Posted by DFG on April 10, 2005 at 12:07:35:
In Reply to: State's anglers, bureaucrats prefer stats in 'Cerfs' report posted by on April 10, 2005 at 11:59:38:
If you’re an avid saltwater fisherman, you’ve probably heard about it. You’ve probably even talked to the folks who are the backbone of it, when you return to your home port after a fishing trip. What is “it”? The California Recreational Fishery Survey, or CRFS for short.
How did the CRFS, a new and improved method for gathering saltwater fishing information, come into being? Before the CRFS was created and implemented, Marine Recreational Fisheries Statistical Survey (MRFSS) data were used for making crucial management decisions. In recent years, constituents and fishery managers expressed concern over the use of MRFSS data, particularly for making in-season decisions for groundfish. To address concerns, California and other West Coast policymakers recommended the development of a new program to replace the MRFSS. Staff from the California Department of Fish and Game (DFG) and the Pacific States Marine Fisheries Commission (PSMFC) designed CRFS to more comprehensively sample California’s recreational fisheries, incorporating selected elements of the MRFSS program and the high frequency on-site sampling of private vessels from the DFG’s Ocean Salmon Project.
CRFS samplers began hitting the docks, jetties, beaches, and other prime fishing spots in January 2004. The new sampling program provides estimates of catch and effort every month, rather than every two months as with the MRFSS. Field samplers interview fishermen within six distinct geographic regions, as compared to two regions for MRFSS. Samplers record a greater diversity of information for each fisherman surveyed, including trip target, fishing mode, area fished, and the fisherman’s catch. To support the increased complexity of the survey, twice as many samplers were hired in 2004. With double the samplers working more hours, the number of surveys completed in 2004 more than tripled. The focus on smaller geographic areas, monthly reports, and greater diversity of gathered information has given fishery managers more vital and timely information than ever before.

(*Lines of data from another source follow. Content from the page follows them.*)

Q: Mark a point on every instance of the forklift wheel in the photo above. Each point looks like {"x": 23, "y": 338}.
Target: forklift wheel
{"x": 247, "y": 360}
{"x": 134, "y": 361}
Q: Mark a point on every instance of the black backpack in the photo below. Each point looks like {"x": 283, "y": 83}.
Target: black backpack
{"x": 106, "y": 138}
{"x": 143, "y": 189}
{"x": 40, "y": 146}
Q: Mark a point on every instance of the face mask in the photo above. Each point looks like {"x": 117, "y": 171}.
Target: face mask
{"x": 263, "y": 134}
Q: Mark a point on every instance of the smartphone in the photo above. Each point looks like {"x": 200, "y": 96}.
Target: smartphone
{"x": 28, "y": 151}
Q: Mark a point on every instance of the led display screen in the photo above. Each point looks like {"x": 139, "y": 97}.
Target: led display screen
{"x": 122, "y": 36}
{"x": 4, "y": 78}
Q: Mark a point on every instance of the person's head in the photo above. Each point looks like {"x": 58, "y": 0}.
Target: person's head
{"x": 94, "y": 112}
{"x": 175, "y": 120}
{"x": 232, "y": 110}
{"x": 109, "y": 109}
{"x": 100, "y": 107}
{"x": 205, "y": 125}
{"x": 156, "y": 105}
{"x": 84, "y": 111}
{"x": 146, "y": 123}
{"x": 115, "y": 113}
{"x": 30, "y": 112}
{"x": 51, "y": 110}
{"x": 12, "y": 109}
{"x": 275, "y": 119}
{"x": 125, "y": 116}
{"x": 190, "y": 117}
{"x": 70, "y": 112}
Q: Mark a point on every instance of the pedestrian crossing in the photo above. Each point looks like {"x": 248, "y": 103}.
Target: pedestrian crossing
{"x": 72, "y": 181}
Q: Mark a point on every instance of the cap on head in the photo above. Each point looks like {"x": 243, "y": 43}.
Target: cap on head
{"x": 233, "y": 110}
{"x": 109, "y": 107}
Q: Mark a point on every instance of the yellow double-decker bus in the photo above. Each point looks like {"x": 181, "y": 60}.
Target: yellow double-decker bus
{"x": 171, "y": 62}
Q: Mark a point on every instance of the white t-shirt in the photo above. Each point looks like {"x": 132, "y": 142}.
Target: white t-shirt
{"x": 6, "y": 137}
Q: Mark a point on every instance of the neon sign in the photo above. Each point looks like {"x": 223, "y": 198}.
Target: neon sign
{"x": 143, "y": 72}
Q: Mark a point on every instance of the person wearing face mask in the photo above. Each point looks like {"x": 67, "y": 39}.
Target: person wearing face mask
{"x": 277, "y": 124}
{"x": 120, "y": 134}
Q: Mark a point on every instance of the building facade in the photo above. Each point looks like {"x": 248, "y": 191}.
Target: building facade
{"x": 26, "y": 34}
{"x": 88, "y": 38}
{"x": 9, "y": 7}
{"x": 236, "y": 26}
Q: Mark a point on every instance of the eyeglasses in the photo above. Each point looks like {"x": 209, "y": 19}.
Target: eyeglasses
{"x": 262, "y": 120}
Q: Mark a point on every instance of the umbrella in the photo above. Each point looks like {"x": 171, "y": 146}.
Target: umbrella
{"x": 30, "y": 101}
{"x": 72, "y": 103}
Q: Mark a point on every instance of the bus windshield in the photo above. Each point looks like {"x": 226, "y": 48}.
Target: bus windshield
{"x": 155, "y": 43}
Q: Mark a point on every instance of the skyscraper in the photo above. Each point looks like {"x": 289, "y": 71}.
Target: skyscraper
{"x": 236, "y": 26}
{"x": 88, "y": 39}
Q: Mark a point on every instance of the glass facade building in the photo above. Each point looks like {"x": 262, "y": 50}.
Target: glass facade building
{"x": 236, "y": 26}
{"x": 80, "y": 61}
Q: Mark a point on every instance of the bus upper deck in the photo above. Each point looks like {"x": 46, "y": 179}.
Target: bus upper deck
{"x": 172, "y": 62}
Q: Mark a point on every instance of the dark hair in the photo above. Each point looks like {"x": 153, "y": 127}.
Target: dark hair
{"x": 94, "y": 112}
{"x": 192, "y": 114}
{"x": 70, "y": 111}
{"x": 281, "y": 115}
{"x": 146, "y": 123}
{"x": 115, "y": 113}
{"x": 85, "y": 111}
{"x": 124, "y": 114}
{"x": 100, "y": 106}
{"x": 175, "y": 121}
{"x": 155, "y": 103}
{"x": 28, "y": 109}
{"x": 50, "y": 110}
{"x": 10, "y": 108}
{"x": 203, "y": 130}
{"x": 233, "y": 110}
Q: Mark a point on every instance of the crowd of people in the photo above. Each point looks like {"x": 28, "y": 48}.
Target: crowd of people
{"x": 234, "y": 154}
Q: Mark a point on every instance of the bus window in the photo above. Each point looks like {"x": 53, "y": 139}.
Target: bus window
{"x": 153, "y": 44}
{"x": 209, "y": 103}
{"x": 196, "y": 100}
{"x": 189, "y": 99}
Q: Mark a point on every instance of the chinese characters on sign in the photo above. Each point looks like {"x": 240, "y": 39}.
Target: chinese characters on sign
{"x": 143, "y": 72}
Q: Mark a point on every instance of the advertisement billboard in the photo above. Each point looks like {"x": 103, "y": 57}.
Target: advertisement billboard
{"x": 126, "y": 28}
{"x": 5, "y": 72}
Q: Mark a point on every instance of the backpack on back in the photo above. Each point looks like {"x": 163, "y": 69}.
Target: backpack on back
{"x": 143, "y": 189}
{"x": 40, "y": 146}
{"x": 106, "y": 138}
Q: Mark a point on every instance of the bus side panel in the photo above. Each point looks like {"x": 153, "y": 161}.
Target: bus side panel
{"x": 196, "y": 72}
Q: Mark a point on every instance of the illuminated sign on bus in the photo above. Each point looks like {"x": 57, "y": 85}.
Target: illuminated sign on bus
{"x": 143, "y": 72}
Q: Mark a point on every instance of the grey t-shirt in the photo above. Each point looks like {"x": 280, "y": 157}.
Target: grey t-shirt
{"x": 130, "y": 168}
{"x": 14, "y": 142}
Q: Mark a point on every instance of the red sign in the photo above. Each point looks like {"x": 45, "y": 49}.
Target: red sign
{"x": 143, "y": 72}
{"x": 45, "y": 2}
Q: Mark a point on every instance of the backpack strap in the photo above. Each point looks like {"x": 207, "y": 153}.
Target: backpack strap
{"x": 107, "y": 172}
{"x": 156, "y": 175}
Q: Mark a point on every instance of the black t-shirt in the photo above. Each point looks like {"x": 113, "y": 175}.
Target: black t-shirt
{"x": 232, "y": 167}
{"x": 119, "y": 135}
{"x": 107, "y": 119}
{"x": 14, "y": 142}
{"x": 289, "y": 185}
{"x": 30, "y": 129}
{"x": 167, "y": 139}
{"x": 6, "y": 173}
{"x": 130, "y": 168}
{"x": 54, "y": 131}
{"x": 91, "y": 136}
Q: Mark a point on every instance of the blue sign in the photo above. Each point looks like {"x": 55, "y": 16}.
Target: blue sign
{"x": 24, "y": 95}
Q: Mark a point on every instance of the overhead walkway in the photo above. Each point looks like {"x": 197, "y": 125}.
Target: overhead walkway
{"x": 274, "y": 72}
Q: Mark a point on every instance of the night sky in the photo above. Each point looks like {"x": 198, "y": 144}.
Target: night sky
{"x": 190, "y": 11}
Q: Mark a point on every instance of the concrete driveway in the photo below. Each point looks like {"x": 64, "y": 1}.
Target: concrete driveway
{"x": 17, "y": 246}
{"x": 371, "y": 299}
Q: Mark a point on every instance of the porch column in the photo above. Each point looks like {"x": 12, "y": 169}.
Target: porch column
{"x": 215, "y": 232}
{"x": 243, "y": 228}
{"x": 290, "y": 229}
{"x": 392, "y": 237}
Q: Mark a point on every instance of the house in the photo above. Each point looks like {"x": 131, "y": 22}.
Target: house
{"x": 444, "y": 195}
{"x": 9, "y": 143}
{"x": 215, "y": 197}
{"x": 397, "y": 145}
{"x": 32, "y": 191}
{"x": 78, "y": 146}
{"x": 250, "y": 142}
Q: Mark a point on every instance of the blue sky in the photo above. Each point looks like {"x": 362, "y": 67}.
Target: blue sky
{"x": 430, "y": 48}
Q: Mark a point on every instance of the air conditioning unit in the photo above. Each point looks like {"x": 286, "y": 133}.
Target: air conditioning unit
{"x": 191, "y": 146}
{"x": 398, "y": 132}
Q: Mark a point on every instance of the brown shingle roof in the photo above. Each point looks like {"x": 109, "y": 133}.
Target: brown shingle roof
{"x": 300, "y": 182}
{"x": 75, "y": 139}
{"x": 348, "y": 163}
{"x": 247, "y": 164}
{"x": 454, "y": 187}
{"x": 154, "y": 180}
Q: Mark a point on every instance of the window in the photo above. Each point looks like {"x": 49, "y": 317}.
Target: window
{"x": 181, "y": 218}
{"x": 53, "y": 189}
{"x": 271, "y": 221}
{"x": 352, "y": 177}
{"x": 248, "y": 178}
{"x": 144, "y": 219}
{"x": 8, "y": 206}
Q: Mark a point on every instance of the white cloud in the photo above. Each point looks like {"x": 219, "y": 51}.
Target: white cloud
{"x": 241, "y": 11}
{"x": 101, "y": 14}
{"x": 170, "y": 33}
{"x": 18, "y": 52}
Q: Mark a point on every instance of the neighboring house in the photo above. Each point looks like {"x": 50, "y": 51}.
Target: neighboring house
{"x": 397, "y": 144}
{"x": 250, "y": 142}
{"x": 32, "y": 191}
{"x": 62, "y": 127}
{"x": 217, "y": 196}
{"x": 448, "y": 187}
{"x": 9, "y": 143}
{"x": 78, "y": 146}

CRFS also incorporates a telephone survey that uses a limited licensed angler database. One in every 20 licensed fishermen is asked to provide their name and telephone number for the database when they buy their licenses. Anglers are then randomly contacted and asked to complete a survey over the phone. Interviewers especially want to talk to anglers who fish at night, fish from beach/bank areas, and who begin their fishing trips from private launch points inaccessible to samplers. Because only licensed fishermen are contacted, the improved telephone survey gathers more pertinent information than before, for the same amount of interviewer effort.
Results To Date
Data for 2004 were thoroughly analyzed in early 2005 to ensure accuracy. Both founding agencies spent considerable time creating and implementing new comparison methods that allow direct comparison of CRFS data to previous survey and logbook data. New estimation methods were also formulated, as the previous estimation methods would not work for the more complex CRFS data.
Preliminary estimates for 2004 were posted to the RecFIN Web site (www.recfin.org/crfs.htm) on March 1, 2005. The preliminary data indicate that catches were generally lower than estimated using MRFSS data, primarily because of the extensive use of exit counts by the CRFS program to generate effort estimates instead of the “random digit dialing” telephone survey used in the MRFSS program.
The Future of CRFS
The DFG and the PSMFC are encouraged by the successful implementation of this monumental program, as well as the more accurate estimates of catch and effort. As with any program, there is always room for improvement and DFG will be striving to strengthen and expand CRFS. In 2005, twice as many telephone surveys are slated to take place to provide a more accurate estimate of fishing effort for night-time, beach/bank and private access fishing modes. DFG will also continue to improve the sampling program, the data review, and the estimation process.